Etre
maire d’un village, pas aisé !
Car
mis à part la paperasse à tenir, les chiffres à équilibrer, les célébrations à
présider, il faut accueillir les dépôts de plaintes et essayer de les
régler à l’amiable, sans prendre partie,
bien évidemment. Dans un conflit, il faut que chaque partie pense avoir
« gagné » au détriment de l’autre !
Quel
boulot !
-=-=-=-=-=-=-=-
Il
était environ neuf heures du soir, en ce début de juin 1814, lorsque Marie
Victoire Madeleine Morice, femme de Germain L’Ecot se présenta à la mairie de
Marbeuf. Quel choc pour le maire, en la voyant maculée de sang ! Elle en
avait tant sur les cheveux que ceux-ci en étaient tout collés, et puis ses
vêtements en été également couverts.
Monsieur
le maire fit asseoir la pauvre femme qui tremblait de tous ses membres, autant
de rage que de douleur, et qui était prête à défaillir.
« Qu’est-ce
qui s’est passé ? s’inquiéta-t-il alors.
- - C’est l’ père ! j’ viens déposer
une plainte.
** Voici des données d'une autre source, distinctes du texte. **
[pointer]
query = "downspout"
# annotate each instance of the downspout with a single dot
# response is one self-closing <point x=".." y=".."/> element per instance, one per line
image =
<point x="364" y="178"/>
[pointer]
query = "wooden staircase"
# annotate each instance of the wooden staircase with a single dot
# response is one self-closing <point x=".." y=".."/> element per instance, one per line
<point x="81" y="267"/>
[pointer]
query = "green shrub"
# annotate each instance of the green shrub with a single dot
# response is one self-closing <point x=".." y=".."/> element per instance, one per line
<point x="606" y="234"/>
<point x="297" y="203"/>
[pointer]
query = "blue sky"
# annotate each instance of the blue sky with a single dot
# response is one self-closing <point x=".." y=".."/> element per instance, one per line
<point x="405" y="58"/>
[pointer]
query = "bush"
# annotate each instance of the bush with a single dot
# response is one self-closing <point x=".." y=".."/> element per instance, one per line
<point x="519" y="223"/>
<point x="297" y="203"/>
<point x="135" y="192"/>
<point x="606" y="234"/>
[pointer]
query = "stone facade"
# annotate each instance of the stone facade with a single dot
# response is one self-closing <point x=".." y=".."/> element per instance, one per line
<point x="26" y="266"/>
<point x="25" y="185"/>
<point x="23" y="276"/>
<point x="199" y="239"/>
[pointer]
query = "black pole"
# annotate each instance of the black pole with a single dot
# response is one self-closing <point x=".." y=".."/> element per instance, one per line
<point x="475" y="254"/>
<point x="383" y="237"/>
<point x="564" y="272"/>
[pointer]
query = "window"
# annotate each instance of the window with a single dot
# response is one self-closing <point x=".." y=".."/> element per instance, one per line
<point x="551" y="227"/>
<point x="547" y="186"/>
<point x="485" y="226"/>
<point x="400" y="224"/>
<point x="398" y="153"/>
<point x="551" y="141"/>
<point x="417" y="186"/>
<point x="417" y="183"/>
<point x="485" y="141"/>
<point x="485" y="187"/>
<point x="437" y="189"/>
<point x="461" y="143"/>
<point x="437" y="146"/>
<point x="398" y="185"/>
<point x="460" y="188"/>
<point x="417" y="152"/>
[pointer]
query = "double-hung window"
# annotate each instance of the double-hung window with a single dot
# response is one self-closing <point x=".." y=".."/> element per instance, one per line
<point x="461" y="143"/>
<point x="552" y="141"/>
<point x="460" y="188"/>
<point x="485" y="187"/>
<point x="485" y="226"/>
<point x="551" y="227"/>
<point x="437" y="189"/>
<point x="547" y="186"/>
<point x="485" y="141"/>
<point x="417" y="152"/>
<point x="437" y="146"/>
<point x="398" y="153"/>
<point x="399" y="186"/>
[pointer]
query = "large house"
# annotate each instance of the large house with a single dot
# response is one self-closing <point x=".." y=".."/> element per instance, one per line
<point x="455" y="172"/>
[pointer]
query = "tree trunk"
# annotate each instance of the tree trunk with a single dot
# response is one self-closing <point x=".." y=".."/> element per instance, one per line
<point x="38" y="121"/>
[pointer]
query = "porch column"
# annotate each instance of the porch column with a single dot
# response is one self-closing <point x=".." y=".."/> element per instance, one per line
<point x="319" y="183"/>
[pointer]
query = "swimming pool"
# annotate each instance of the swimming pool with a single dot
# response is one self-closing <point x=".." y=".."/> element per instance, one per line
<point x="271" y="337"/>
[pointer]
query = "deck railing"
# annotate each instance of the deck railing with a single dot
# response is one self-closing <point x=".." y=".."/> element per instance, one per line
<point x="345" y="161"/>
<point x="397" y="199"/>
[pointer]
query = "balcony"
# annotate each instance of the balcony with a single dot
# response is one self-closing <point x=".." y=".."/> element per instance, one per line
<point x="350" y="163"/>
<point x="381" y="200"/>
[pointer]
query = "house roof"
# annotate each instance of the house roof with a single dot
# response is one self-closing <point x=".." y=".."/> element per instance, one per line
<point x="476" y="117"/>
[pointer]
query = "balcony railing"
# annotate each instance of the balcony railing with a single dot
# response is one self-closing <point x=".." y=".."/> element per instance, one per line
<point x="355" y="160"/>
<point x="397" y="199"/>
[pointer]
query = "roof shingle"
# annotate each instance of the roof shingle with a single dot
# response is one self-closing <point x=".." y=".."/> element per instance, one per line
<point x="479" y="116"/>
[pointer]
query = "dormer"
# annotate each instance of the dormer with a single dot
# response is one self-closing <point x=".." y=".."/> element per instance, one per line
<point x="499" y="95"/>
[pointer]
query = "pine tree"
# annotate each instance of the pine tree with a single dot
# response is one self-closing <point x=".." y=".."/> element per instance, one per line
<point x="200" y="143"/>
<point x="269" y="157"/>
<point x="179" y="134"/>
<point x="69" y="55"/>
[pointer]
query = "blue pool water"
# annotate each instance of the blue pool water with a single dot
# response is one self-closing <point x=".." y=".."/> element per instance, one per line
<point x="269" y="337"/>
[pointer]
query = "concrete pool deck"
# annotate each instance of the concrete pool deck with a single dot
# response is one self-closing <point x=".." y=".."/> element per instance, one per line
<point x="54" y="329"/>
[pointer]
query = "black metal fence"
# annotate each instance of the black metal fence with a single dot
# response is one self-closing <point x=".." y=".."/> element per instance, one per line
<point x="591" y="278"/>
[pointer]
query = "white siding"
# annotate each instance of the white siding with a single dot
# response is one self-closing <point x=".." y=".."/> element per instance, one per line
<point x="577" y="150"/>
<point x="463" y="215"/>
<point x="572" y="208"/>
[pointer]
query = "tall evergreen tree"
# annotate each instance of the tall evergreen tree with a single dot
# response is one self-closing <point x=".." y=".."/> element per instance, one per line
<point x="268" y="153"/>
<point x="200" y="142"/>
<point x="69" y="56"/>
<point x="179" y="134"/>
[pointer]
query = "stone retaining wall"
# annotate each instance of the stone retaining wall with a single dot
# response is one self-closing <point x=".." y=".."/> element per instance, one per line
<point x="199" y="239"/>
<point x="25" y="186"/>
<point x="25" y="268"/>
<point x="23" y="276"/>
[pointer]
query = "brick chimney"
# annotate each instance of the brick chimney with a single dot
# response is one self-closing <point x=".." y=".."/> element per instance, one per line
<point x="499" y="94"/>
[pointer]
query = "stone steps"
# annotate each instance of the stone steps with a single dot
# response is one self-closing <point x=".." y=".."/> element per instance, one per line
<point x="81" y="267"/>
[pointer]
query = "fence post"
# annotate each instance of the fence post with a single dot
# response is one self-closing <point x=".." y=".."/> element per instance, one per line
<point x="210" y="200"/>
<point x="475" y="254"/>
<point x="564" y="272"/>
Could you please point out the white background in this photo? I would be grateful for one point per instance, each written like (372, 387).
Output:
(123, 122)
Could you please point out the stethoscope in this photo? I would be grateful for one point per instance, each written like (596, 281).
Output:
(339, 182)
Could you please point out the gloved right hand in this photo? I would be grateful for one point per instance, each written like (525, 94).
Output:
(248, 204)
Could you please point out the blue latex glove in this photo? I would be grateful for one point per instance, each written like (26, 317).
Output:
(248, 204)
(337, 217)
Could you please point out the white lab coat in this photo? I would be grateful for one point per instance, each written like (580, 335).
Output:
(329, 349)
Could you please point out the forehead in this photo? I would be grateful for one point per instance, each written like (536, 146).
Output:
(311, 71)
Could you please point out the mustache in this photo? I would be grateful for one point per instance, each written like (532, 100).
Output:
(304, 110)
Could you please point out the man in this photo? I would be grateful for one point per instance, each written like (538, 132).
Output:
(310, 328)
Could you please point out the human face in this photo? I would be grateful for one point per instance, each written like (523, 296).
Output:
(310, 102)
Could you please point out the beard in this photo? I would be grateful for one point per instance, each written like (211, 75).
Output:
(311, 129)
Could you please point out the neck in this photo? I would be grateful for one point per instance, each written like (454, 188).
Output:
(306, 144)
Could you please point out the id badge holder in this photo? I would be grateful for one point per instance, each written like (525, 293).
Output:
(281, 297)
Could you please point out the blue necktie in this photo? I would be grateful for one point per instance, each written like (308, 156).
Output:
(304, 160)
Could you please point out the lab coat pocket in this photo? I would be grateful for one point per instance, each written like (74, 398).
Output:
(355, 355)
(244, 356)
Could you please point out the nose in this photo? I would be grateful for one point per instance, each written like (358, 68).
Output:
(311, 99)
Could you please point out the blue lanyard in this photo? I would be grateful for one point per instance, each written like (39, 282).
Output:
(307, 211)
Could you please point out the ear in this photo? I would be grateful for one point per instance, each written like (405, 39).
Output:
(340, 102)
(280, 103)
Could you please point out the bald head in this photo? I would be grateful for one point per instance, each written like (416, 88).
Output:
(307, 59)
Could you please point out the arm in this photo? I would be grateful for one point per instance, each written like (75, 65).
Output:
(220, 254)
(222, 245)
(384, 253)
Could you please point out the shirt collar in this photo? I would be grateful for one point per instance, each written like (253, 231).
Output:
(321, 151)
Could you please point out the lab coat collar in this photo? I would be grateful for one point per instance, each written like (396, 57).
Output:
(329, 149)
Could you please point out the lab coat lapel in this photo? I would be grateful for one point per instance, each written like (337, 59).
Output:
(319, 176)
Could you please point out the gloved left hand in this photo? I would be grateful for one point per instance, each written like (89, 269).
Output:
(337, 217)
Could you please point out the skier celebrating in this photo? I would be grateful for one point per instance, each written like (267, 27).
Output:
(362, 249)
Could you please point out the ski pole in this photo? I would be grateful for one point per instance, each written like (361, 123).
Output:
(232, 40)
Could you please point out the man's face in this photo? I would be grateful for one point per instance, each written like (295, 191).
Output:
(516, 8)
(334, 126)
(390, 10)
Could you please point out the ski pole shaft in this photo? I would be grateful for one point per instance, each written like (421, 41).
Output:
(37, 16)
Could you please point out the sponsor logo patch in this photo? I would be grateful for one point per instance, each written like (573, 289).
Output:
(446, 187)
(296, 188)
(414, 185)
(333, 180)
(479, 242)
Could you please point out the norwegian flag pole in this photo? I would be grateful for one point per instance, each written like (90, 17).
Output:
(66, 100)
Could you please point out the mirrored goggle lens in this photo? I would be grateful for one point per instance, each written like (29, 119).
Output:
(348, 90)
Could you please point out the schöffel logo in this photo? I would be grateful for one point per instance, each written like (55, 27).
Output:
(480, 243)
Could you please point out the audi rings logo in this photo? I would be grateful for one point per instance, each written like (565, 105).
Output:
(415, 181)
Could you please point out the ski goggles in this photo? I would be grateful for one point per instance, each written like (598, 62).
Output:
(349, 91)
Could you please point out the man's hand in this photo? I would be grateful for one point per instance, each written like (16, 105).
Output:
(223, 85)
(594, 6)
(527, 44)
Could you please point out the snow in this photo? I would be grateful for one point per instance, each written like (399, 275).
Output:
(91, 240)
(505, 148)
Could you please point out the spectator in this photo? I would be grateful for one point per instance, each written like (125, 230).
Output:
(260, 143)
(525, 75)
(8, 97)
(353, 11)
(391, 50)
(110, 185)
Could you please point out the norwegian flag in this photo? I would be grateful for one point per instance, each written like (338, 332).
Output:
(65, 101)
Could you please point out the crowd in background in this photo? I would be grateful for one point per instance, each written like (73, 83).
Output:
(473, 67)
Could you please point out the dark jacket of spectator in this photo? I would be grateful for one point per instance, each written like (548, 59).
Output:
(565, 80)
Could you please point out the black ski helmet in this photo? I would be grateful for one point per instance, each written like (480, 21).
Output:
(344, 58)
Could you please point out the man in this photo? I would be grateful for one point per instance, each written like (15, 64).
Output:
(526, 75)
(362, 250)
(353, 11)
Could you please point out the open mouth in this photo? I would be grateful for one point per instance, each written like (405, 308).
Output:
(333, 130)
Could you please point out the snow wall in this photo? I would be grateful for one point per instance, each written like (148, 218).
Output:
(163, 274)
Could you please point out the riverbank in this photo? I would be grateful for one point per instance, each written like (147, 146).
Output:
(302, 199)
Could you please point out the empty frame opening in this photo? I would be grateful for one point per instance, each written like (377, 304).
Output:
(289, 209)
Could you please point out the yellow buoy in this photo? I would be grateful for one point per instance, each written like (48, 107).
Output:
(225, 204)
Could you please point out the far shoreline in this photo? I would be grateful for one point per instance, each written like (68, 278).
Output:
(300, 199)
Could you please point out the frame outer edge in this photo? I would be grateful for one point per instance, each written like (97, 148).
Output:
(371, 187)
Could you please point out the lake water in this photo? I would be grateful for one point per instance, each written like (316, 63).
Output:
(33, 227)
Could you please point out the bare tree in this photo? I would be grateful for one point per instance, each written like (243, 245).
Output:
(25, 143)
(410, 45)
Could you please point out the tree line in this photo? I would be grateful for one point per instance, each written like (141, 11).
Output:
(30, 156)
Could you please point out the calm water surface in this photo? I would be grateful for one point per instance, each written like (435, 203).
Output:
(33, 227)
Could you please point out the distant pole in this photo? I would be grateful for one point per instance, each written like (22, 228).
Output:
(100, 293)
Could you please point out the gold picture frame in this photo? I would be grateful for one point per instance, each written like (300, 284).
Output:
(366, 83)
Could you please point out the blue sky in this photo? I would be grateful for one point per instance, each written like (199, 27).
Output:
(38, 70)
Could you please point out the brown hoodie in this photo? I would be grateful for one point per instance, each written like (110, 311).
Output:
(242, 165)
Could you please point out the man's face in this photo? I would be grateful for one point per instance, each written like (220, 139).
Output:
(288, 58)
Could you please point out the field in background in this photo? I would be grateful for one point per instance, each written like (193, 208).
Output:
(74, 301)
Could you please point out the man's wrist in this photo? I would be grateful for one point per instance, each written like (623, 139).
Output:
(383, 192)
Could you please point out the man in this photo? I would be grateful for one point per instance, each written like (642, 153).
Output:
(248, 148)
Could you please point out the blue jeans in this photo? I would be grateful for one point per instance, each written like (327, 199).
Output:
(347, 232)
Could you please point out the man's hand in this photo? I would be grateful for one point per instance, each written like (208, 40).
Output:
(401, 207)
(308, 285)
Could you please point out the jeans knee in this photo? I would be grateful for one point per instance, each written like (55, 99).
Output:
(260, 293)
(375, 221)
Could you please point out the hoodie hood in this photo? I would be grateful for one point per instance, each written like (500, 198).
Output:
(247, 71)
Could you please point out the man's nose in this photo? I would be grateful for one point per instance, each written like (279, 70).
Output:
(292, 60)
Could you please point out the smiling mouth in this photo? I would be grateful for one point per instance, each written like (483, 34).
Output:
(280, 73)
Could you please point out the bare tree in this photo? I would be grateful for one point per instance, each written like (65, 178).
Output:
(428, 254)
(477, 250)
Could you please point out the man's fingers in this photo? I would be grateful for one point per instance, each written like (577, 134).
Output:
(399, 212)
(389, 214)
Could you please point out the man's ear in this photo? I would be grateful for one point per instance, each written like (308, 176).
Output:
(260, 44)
C’est l’ père ! Il m’a frappée !
Sous
l’emprise d’une forte émotion la plaignante hoquetait et manquait de souffle.
« Mais
pourquoi t’a-t-il frappée ? s’enquit le maire qui connaissait bien la
plaignante.
-
Si j’ savais ! ça l’a pris comme ça.
- - Tu sais bien qu’il n’a pas toute sa tête,
le pauvre homme. Faut pas porter plainte. Cela va vous amener devant la
justice. Et puis, ça va entraîner des frais.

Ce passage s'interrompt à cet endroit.